Traffic on I-85 southbound started backing up around the Druid Hills exit before 6 a.m. and stayed jammed till after 9 a.m., bottlenecking where five lanes of traffic become one to get onto the Buford-Spring Connector past the hole in 85.

But it seemed commuters left early, left plenty of time and got where they were going fairly easily.

"Not for a half mile anyway. Wasn't bad," Driver Dale Rutledge said, who was traveling through the streets of Buckhead.

Others from further out had to plan ahead. Donna Anderson, from Gwinnett County, drives in three times a week to volunteer at the Red Cross.

"Coming down 85 wasn't too bad, but got off at Cheshire Bridge and since then it's been jigging and jogging, car-to-car traffic," Anderson said.

But she heeded Mayor Kasim Reed and the Georgia Department of Transportation’s warnings of traffic chaos.

"I have a full tank of gas and packed my patience,” Anderson said.

Something drivers should get used to.

"Going to be an adjustment for everyone, but things happen," Rutledge said.

Many commuters turned to MARTA Monday morning to try to get to work.

Some cars had to be turned away from the park and ride stations because they were full.


Channel 2’s Tom Regan went to the North Springs station, where the parking deck was packed during the morning rush hour, and so were the trains.

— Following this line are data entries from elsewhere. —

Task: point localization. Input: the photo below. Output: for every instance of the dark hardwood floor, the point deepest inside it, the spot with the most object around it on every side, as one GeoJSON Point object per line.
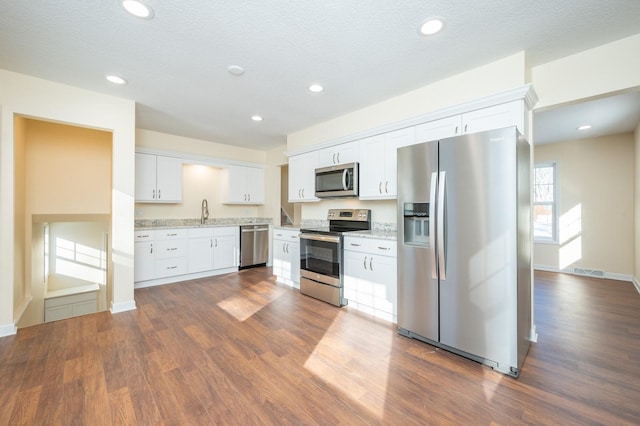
{"type": "Point", "coordinates": [240, 349]}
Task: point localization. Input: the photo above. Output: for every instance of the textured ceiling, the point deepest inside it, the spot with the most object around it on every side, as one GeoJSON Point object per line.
{"type": "Point", "coordinates": [361, 51]}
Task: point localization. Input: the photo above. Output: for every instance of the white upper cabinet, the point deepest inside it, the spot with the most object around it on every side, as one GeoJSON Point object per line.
{"type": "Point", "coordinates": [378, 169]}
{"type": "Point", "coordinates": [302, 177]}
{"type": "Point", "coordinates": [158, 179]}
{"type": "Point", "coordinates": [439, 129]}
{"type": "Point", "coordinates": [339, 154]}
{"type": "Point", "coordinates": [243, 185]}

“It was rather jammed, but thankfully I got a seat,” MARTA rider Ally McCaster told Regan.

It was a similar story at parking decks and parking lots at a half dozen MARTA stations, all out of spots.

“We were kind of concerned. That’s why I left for the airport two hours ahead of time,” rider Loretta Hines said.

Those heading to airport factored in extra time for traveling, unsure of how bad things would be this first day back from the traditional spring break week.

"I had to take the train 'cause I wasn't sure I would get to the airport in a timely manner," said driver Diana Audley.

MARTA has added 1,200 parking spots at five MARTA stations to help with the added demand.

MARTA released a new source for real-time updates of parking availability at its major stations-- useful information that's worth checking before driving to the station.

MARTA has extra police and staff on-hand to help first-time riders navigate the system.

Tom Bazemore, a shuttle driver, was picking up out-of-town hikers Monday who were heading for the mountains.

“Were you surprised to see the parking deck full?” Regan asked Bazemore.

“Sure, that's not a normal thing down here, this time of year especially," Bazemore said.

A MARTA spokesperson told Regan the company's on time rate was 97 percent Monday, even with all the crowds.

MARTA is also working to secure additional private parking for riders, some of whom are taking ride-sharing services to get to work.